The prescribing label carries a boxed warning for thyroid C-cell tumors based on findings in rodent studies at supraphysiological exposures. This warning is shared across the GLP-1 receptor agonist class. Clinical relevance for humans has not been established, and epidemiological studies in large patient cohorts have not found a definitive association. The label contraindicates semaglutide in individuals with a personal or family history of medullary thyroid carcinoma or multiple endocrine neoplasia syndrome type 2.

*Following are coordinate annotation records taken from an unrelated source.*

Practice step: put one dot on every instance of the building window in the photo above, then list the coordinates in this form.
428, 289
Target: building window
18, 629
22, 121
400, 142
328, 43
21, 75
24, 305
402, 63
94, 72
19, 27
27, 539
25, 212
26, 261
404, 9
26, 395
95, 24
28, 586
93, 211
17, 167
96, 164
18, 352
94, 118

Other labeled risks include acute pancreatitis, gallbladder disease, acute kidney injury from severe dehydration related to gastrointestinal adverse events, and diabetic retinopathy complications in people with pre-existing retinopathy. Hypoglycemia risk as monotherapy is low because of the glucose-dependent mechanism, but rises meaningfully when semaglutide is combined with insulin or sulfonylureas; dose reductions of those agents are generally recommended when initiating semaglutide in people already on them.

Muscle mass preservation during semaglutide-induced weight loss is a topic that has received increasing clinical attention. Lean mass loss accompanies fat loss during caloric restriction from any cause, and pharmacologically mediated weight loss is no exception. The degree of lean mass loss relative to total weight loss with GLP-1 agents appears broadly similar to what is observed with dietary restriction or lifestyle intervention producing equivalent weight changes, but this remains an area of active investigation. Resistance exercise during treatment is widely discussed in clinical practice as a strategy to attenuate lean mass loss, though randomized trial data specifically on this combination are limited.